Getjab.in provides email alerts to citizens who enter their pin code, district and mail IDs, while under45.in redirects users to specific Telegram groups with alerts based on district or pin codes.

But Hussain agrees that instead of offering access to the API, it would be easier for the government to integrate it with CoWin.

“Having a notification system would be one of the things that they could have added on over there (CoWin), because that would have been quite simple for them to implement as well, as they already have the information," he said.

Then there is the question of whether these platforms increase the load on CoWin servers.

The government has also addressed the concerns to an extent. On 5 May, the government said APIs are subject to a rate limit of 100 API calls, per 5 minutes, per IP. “The appointment availability data would now be cached and may be up to 30 minutes old," the government’s Setu website said.

This essentially means that slot-finding applications may not be able to provide real-time alerts on availability, but they could still help users find appointment slots.

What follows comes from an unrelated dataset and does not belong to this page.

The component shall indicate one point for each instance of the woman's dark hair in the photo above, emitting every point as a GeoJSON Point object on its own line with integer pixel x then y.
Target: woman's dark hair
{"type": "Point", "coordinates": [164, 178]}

Several, if not all, of the appointment-finding applications cater to users with smartphones. But some are trying to help the less tech-savvy, especially in villages.

Rural-focused fintech firm Spice Money has announced an initiative to help vaccinate the rural population through its ecosystem of 500,000 “adhikaris" (officials).

Adhikaris are representatives of Spice Money who assist users with cash deposits, mini-ATM, insurance and other services. They will also help rural residents register on the CoWin app.